London Briefing: The business of university funding is attracting as much attention in the UK as it is in Ireland, writes Chris Johns
Here, where fees are set at a nominal £1,100 a year (€1,500), the government wants to raise the maximum payable by the student to £3,000 (€4,140).
This has had the predictable effect of further politicising an already controversial debate.
Spotting an opportunity to be populist, the Tory party has promptly abandoned previous pledges to allow universities to fund themselves in any way that they see fit, and has promised to reverse any increase in fees that the current government introduces.
The next time any politician bemoans electoral cynicism and popular disenchantment with politics, refer him back to this debate.
University funding is in crisis because the Labour government has forced an expansion of higher education - with a target participation rate of 50 per cent - without a commensurate increase in cash to cover the costs of teaching all these extra young adults.
Of course, not all universities are badly affected. It is said that the three richest UK institutions are the Queen, the Church of England and Trinity College, Cambridge.

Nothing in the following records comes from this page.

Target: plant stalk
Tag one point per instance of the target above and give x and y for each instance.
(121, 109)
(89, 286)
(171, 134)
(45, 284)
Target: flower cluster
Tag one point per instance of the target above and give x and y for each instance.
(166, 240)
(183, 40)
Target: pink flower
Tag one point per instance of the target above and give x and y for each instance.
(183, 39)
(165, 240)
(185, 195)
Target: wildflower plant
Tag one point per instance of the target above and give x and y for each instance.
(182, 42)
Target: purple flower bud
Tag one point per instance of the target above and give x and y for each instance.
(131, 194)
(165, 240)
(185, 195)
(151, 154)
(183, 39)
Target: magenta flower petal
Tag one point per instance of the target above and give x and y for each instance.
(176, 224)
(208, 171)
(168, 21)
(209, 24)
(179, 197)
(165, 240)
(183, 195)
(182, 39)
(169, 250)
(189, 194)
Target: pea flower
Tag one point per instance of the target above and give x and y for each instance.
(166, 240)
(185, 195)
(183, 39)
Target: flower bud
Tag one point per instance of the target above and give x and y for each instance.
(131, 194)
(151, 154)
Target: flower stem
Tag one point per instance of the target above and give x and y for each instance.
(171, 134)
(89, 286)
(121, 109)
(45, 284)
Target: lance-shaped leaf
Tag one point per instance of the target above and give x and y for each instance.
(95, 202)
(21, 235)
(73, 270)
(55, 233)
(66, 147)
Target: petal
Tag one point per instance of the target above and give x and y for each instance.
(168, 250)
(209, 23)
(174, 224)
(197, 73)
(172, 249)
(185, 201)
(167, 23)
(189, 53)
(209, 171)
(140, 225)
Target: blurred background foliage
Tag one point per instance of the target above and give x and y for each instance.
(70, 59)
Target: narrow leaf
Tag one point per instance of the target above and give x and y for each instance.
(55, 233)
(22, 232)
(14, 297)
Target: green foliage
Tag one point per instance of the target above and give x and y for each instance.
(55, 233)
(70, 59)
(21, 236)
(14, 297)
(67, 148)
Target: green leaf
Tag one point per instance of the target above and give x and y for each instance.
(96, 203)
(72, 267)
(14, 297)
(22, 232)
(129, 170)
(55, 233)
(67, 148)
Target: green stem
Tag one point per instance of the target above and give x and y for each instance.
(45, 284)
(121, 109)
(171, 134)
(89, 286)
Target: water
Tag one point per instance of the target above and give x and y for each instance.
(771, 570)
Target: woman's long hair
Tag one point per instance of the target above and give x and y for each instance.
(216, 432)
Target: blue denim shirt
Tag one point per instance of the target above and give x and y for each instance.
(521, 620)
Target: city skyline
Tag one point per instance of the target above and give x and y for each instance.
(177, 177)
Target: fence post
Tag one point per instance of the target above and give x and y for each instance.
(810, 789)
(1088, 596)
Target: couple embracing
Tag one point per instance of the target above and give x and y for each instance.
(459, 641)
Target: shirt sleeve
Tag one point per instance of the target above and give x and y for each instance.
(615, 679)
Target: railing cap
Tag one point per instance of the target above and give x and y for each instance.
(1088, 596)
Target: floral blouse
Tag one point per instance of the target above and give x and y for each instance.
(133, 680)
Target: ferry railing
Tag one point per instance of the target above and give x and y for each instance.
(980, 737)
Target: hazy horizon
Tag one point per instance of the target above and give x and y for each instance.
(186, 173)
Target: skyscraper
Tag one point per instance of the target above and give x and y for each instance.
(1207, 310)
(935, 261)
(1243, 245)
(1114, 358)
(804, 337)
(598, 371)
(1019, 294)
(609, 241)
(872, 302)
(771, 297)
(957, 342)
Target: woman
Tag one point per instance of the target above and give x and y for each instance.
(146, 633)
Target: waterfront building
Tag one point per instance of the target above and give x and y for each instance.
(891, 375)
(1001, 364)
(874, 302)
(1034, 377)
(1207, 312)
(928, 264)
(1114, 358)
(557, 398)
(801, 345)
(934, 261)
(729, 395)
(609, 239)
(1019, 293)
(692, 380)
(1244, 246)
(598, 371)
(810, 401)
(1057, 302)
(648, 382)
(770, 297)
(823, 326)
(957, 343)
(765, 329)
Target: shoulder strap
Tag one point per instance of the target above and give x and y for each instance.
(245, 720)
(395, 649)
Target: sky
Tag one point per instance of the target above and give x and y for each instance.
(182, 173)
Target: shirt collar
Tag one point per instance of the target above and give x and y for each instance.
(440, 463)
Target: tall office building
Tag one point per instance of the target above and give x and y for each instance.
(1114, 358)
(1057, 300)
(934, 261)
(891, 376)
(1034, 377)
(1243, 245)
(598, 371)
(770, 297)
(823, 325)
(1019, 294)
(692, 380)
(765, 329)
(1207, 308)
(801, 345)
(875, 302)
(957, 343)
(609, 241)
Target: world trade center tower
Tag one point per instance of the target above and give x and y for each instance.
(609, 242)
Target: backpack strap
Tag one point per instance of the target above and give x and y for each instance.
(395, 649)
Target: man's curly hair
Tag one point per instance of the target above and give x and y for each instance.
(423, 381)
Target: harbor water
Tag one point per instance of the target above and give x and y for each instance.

The Tories have spotted a potentially populist cause - subsidising the middle classes - because many of the people who will have to pay the extra fees will be those (parents) who now are paying significantly higher taxes, thanks to Gordon Brown's recent hikes in so-called stealth taxes and national insurance contributions. Some political theorists believe the best way to get elected is to offer the middle classes subsidies. Forget all that stuff about equality, redistribution, fairness or even simple efficiency.
In this entire debate, nobody has asked why we need this vast, done-on-the-cheap expansion of higher education. Education is, apparently, something that we simply cannot have too much of. Nobody stops to ask what it is for, because it is self-evidently true that the purpose of education is, well, what?
Most people will talk in terms of access to "good jobs" or speak vaguely about "opening up opportunities". Education is seen as a ticket to somewhere else, usually expressed in terms of a job, often a high-paying one. Fewer and fewer people think about education as something worth doing for its own sake.
Even Education Secretary Charles Clarke in decrying the study of medieval history, has suggested that the point of all this learning is to make more money. If true, then nobody should have any scruples about making people pay for their education - and pay the full cost, not the piffling sum the government suggests and the Tory party rejects.
If we take this robust utilitarian approach to the business of learning, we need to ask whether the taxpayer is getting value for money, not whether people should be asked to contribute to something that will so automatically boost their earning power. And it strikes me that we taxpayers are getting ripped off.
It is not at all obvious that state-funded expansion of higher education produces automatic benefits. There have been several post-war initiatives to get the participation rate up and it is not obvious that any of them have had wider economic benefits. Britain's growth rate has lagged other countries with similar or worse education systems.
If it cannot be proved that the economy benefits from expanding higher learning - rather than merely asserting that it is obviously true - then the taxpayer should not be asked to subsidise universities any more.
There are much better uses for the money.
The cash would be much better spent on getting children ready for university - spend it on the schools. For an awful lot of young adults, opening up opportunities for learning at 18 is simply too late. Industry would happily take more school-leavers who can simply read and add up rather than graduates in European Studies. When I went to college, the participation rate was around 10 per cent - and an awful lot of those people had no business being at university. Their schooling had simply let them down.
Drop-out rates, while not as high as they are today, were alarming.
The British middle classes have totally lost the plot when it comes to education. I know people who pay £20,000 (€27,600) per child in school fees (and that is not a boarding school). We have a collective folk memory that education represents an escape from poverty, a ticket to the professions or a job running the Empire.
Well, despite what the poverty lobby says, nobody is poor in Britain today. At least not in the terms that our grandparents would have understood.
The professions are a much-devalued shadow of themselves and there are few colonies left to administer.
Start at the beginning. Get the schools right.